Diritti delle donne: il modello è l’Islanda o lo Yemen?

Diritti delle donne: il modello è l’Islanda o lo Yemen?
8 marzo 2019

Il dibattito sulla festa dell’8 marzo – su quanto sia attuale e su quanto percorso le donne debbano ancora fare per ottenere davvero pari opportunità rispetto agli uomini – è stato quest’anno anticipato dal volantino pubblicato dalla sezione crotonese della Lega di Salvini. Nel quale, sostanzialmente, si spiegava come il ruolo “naturale” della donna sia quello di fare figli e accudirli. Rappresentare, insomma, il “focolare” della famiglia. E, possibilmente, non litigare con l’uomo a causa di chi fomenta la lotta per certi diritti. Ecco, a costo di risultare impopolare, dirò che l’affermazione secondo la quale “il ruolo naturale della donna è fare figli e accudirli” mi trova sostanzialmente d’accordo. E lo sarò fino a quando non sarà stato inventato un sistema per far sì che anche gli uomini possano partorire o allattare un bambino.

Il punto, a mio avviso, è un altro: è giusto “arrendersi” a quel che impone la natura o si può trovare un modo per rendere questa condizione più accettabile? Voglio dire: il “ruolo naturale” degli esseri umani sarebbe, ad esempio, quello di spostarsi a piedi a una certa velocità. Perché la natura ci ha dato gambe, non ruote e neppure ali. Eppure, nel corso dei secoli, sono state inventate automobili e aerei. Così oggi gli uomini possono spostarsi da un luogo a un altro a velocità un tempo impensabili. E spesso addirittura “volando”. La natura non lo consentiva. Eppure è successo. E credo che nessuno, potendo, tornerebbe indietro.

Così dovrebbe avvenire anche per i diritti delle donne. Con che sistema? Ho letto ieri un’intervista ad Ambra Angiolini nella quale, giustamente, l’attrice si lamentava per il fatto che a una donna, durante un colloquio di lavoro, venga spesso chiesto se vorrà essere madre. “E’ una domanda imbarazzante e sessista” ha accusato. Personalmente, però ritengo che il “colpevole” di una tale domanda non sia il datore di lavoro, costretto a fare i conti per la sua azienda e a calcolare quale potrebbe essere il danno economico a causa di una lavoratrice assente svariati mesi per una gravidanza. Bensì lo Stato che non crea le condizioni affinché assumere una donna o un uomo non comporti alcuna differenza. Occorrerebbe, insomma, creare un welfare che sostenga davvero le donne (e le mamme) permettendo loro di scegliere serenamente se e quando fare un bambino senza correre il rischio di dover rinunciare alla carriera lavorativa e alla propria realizzazione. In qualsiasi forma esse la intendano.

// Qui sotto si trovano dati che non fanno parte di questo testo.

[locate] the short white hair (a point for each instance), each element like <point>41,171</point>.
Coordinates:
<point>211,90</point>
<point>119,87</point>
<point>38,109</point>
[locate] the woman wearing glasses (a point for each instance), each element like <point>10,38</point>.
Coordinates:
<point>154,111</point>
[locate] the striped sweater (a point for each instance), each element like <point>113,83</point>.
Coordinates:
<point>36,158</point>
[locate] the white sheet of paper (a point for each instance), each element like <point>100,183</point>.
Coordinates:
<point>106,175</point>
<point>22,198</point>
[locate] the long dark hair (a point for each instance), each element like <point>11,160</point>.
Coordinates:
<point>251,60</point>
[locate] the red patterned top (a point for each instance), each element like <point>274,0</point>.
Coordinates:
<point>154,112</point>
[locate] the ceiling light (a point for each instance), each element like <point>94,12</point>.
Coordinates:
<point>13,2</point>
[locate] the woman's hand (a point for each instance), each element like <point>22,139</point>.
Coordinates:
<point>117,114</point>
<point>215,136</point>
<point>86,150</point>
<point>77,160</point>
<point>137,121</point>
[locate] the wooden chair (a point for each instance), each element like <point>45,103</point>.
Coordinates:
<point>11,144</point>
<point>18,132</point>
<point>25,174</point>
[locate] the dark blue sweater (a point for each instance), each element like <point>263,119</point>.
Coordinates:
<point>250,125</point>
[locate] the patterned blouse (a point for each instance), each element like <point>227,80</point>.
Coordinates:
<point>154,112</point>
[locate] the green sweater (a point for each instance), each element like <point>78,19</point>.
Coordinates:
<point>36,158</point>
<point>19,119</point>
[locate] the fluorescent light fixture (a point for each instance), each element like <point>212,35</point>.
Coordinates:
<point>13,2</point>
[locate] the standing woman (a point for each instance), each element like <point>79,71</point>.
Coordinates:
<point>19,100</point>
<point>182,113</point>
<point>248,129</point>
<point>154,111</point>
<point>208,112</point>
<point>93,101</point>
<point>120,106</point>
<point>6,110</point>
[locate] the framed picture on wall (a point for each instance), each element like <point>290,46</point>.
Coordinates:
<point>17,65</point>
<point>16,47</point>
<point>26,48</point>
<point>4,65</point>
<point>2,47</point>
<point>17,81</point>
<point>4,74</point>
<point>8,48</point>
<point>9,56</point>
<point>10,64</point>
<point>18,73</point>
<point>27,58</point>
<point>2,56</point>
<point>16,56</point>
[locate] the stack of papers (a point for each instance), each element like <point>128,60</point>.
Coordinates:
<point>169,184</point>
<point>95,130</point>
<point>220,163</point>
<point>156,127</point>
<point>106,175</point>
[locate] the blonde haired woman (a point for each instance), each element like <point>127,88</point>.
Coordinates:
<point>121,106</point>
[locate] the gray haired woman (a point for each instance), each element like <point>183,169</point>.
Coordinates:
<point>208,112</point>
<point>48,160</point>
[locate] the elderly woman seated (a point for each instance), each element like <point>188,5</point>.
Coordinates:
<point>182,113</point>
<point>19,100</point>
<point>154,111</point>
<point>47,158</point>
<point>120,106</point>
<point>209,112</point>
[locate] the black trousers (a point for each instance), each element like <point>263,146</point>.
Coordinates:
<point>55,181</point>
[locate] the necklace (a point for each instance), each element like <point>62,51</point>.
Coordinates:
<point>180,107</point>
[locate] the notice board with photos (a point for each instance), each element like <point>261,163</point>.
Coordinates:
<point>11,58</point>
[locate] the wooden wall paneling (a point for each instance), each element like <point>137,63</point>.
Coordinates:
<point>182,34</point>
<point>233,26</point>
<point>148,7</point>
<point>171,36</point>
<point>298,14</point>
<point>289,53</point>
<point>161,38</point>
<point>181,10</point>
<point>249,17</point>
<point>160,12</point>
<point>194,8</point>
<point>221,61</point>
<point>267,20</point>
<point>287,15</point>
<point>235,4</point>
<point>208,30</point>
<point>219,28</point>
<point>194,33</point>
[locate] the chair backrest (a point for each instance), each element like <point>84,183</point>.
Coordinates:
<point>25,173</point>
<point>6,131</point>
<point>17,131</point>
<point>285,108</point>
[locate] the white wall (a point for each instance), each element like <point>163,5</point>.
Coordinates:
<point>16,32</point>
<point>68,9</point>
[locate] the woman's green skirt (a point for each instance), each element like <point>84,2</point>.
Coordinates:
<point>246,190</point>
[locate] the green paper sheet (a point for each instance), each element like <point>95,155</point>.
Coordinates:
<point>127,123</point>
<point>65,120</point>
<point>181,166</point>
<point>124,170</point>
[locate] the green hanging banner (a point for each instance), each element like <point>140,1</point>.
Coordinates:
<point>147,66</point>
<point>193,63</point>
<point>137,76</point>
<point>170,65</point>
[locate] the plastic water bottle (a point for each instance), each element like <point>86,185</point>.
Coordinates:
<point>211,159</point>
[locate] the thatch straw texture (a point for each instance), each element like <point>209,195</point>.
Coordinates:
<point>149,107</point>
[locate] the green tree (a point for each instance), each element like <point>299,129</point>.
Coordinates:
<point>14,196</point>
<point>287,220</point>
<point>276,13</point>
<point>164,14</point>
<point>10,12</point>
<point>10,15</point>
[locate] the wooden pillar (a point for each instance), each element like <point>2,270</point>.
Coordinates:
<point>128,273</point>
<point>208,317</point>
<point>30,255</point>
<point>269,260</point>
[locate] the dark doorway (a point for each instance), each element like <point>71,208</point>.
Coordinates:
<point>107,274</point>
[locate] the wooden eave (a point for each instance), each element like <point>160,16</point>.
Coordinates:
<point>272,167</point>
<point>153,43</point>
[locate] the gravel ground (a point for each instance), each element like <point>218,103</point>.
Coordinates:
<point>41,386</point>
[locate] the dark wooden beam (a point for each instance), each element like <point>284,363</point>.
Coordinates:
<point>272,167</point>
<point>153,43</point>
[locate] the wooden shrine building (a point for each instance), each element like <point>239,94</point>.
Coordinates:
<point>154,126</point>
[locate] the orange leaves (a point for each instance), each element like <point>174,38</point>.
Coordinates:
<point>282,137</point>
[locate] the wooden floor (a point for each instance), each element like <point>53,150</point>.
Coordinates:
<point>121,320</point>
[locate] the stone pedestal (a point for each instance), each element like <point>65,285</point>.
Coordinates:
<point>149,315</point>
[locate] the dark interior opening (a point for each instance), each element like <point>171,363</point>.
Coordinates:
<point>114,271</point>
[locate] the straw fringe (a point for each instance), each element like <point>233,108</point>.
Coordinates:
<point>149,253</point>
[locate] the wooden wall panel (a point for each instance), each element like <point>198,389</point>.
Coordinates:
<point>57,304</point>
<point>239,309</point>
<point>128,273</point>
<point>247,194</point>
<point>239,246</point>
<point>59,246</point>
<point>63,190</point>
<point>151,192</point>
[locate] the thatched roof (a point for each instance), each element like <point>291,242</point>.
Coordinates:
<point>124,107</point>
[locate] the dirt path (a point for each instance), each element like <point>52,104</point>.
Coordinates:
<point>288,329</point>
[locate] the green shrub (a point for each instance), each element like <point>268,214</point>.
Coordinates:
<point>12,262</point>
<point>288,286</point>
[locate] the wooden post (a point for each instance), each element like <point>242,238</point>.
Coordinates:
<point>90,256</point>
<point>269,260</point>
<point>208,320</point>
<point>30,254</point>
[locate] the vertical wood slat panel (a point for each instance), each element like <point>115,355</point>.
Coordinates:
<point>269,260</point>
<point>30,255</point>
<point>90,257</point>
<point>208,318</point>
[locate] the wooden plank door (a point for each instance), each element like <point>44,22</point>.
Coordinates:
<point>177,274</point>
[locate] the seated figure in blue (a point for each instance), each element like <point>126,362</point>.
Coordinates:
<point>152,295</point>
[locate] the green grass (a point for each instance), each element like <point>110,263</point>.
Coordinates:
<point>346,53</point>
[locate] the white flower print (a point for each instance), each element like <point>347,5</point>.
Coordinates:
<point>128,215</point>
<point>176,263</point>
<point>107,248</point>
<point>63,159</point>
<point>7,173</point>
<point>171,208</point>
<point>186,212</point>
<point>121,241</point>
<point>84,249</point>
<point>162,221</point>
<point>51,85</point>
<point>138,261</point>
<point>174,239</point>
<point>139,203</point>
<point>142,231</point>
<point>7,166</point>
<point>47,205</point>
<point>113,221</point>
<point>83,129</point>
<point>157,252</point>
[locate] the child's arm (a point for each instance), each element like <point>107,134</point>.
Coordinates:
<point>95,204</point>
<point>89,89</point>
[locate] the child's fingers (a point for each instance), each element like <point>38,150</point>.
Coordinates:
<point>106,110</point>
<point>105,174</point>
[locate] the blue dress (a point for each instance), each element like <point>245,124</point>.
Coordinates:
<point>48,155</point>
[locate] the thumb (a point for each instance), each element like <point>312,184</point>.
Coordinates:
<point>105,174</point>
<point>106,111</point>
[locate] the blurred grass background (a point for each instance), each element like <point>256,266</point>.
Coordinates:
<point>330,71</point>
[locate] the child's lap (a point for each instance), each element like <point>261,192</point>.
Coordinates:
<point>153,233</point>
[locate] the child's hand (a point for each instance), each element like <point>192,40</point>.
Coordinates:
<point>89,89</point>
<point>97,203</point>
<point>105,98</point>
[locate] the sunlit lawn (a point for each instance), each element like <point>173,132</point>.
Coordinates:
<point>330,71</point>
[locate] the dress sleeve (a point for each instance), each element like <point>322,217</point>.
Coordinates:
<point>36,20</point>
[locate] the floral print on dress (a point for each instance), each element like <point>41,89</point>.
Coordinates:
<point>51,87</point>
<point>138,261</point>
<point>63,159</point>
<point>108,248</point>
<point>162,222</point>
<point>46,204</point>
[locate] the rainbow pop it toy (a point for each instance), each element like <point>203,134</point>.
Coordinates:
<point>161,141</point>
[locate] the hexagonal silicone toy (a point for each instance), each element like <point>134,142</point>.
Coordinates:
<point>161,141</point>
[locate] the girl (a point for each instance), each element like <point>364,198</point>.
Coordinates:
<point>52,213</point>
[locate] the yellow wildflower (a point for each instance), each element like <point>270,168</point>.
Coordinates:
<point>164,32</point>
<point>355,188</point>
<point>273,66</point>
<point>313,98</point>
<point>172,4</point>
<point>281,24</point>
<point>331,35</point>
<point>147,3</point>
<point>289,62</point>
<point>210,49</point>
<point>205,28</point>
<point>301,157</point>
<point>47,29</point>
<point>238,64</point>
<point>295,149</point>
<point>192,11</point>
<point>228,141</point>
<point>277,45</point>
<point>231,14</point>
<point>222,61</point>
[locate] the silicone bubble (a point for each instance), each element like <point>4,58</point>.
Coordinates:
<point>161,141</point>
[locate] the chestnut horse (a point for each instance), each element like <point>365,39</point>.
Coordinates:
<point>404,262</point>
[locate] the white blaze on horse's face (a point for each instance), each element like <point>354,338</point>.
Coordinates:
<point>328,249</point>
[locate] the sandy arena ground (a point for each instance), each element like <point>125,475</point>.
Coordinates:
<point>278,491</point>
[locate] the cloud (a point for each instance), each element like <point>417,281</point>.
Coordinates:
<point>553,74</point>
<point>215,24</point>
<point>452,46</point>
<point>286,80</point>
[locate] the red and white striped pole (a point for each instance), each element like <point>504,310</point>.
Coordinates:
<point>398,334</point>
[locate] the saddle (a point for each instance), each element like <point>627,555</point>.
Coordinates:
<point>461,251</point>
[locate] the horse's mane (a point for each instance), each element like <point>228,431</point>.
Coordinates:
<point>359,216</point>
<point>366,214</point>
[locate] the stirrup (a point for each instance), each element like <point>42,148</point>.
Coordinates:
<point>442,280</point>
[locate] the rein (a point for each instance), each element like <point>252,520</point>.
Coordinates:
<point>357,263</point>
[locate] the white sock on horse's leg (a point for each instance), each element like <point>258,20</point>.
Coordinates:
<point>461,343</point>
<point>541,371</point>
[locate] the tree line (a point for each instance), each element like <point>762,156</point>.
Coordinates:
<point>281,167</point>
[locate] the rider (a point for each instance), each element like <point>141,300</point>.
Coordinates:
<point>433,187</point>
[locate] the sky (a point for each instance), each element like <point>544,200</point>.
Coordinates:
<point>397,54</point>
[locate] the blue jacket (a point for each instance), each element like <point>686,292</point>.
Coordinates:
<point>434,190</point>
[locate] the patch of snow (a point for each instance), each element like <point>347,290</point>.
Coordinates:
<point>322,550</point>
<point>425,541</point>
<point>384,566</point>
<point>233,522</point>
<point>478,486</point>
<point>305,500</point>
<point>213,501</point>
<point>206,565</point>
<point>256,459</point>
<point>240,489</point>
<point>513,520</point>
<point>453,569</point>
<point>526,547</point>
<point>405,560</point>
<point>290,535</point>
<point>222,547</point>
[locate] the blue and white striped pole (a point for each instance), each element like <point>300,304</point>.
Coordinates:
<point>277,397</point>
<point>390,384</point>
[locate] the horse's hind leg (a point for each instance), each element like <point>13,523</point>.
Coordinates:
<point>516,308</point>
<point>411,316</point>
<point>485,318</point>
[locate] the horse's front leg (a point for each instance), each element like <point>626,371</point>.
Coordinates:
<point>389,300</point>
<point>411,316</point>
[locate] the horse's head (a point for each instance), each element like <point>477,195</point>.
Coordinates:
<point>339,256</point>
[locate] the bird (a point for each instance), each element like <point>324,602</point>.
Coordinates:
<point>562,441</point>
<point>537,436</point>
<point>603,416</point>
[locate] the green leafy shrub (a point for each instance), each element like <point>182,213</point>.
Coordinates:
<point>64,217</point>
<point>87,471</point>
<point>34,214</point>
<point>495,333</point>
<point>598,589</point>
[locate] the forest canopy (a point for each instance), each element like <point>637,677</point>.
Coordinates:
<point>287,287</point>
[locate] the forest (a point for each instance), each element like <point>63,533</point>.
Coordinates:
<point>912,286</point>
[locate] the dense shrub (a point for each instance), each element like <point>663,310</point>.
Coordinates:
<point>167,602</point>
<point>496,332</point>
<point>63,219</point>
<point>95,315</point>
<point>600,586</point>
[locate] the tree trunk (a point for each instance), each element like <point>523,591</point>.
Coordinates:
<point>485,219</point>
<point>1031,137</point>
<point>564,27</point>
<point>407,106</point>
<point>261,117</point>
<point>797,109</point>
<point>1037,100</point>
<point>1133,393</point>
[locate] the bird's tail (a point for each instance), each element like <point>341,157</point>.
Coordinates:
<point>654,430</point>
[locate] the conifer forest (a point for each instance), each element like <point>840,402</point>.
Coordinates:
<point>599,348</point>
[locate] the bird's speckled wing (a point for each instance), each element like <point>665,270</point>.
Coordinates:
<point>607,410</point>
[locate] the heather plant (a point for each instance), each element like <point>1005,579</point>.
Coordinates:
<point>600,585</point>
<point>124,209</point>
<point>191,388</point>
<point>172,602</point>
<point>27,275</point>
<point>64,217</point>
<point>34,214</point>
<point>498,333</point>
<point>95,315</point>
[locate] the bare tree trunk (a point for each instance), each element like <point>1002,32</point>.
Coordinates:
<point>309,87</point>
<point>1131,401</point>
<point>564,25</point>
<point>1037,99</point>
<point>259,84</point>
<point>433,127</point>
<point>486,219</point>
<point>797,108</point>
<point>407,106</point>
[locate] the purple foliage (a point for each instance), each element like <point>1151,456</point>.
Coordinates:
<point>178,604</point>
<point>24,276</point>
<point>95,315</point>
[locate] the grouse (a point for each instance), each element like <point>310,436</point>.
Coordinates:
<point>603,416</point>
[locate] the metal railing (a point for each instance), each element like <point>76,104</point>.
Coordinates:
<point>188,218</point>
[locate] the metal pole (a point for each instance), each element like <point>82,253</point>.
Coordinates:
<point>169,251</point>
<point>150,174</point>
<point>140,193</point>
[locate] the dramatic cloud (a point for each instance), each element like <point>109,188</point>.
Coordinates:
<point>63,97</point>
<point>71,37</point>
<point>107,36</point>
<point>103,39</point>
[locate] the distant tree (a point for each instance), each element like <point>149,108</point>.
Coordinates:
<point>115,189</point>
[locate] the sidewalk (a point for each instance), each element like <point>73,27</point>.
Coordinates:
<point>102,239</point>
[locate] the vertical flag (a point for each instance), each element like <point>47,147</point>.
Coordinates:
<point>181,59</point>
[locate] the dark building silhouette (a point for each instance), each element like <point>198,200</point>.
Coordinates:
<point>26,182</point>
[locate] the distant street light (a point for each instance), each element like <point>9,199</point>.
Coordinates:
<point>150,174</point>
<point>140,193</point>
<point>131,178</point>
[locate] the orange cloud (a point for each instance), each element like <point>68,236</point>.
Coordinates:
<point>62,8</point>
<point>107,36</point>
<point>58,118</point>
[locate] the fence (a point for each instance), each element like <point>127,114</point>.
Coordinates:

Penso alla possibilità per un’azienda di assumere un’altra donna durante il periodo di gravidanza di una dipendente senza spese aggiuntive. Penso a un assegno familiare che copra realmente le spese che comporta un figlio. Penso a posti sufficienti e gratuiti negli asili nido per chiunque non abbia un reddito personale davvero cospicuo. Penso a un congedo di paternità più lungo. Penso, sostanzialmente, a tutto quello che da tempo si fa in svariati Paesi del nord Europa. Sono queste le politiche che un governo attento alla famiglia dovrebbe realmente mettere in campo. Anzi, mi correggo: sono queste le politiche che io metterei in campo per realizzare la società che a me piacerebbe.

Poi, è chiaro, ognuno ha i suoi modelli di riferimento. Chi ha redatto il volantino della Lega di Crotone probabilmente aveva in mente un altro tipo di schema. Basato, probabilmente, su un modello “patriarcale”. Il punto è che il governo dovrebbe farci sapere come la pensa sulla questione. Vuole volare o continuare a camminare, come imporrebbe la natura? Si ispira all’Islanda, la nazione con il minor gap tra uomini e donne secondo il Global Gender Gap Report 2018 realizzato dal World Economico Forum? Oppure allo Yemen, al Pakistan, alla Siria, ultimi nella stessa classifica? Per inciso, quel rapporto colloca l’Italia intorno al settantesimo posto. Fortunatamente in risalita di una decina di posizioni rispetto al 2017. Ma la strada da fare è ancora tanto lunga.